森さんにとっては、病魔に立て続けに襲われたこの3年間はつらい日々だったが、得たものも大きかったという。

「まず、支えてくれるまわりの人たち、ファンの皆さんや家族の有難さを改めて実感しました。母や息子たちは、私が何も言わなくても心配して私に手を差し伸べてくれました。『家族はわかってくれている。自分は1人ではない』と救われる気持ちでした。病気のことも思い切って公表してよかった。応援してくださるファンの方だけでなく、『勇気づけられた』といってくださる方もいて、私の体験が少しでもお役に立ったんだと思うとうれしくなります。それに私自身、肩の力が抜けたというか、これからは等身大の、ありのままの姿を、皆さんにお見せできるような気がしています」

同じ病気に悩む人たちへのアドバイスを森さんに求めると、明るい声で答えが返ってきた。

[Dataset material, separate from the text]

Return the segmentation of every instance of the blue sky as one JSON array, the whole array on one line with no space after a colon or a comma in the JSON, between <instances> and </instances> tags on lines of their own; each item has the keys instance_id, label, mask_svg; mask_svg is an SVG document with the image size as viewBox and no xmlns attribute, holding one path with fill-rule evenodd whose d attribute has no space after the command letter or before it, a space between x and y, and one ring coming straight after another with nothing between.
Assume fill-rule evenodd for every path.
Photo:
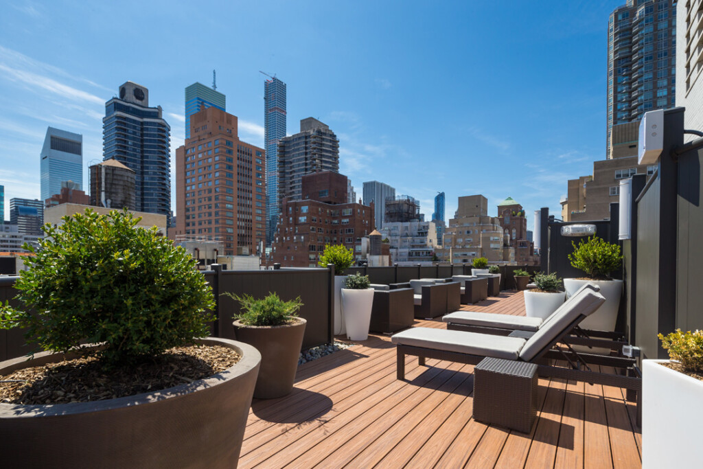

「今は子宮頸がん予防ワクチンも開発されたので、若い女性にはこうした手段でぜひ、がんから大事な体を守ってもらいたいですね。更年期障害やホルモン療法の副作用に悩んでいる人は、お母さんやお姉さんにためらわず打ち明けてください。お友達と30分話をするだけでもだいぶ違うと思います。出口のないトンネルはないから、決して諦めないでほしい。でも、トンネルはなるべく短いほうがいいですから」

彼女の笑顔には、長いトンネルを抜け出した喜びがにじみ出ていた。それだけに今、トンネルの中にいる人たちの力になりたいという気持ちが強い。

「これからはもっと命の大切さを歌に乗せて伝えたい。『あなたは1人じゃない。みんなで力を合わせて生きていこう』――そんな心に届くメッセージソングを歌っていきたいですね」

力強く語る森さんの瞳には、闘病体験をバネに歌手として新しい境地に達した清々しさがあった。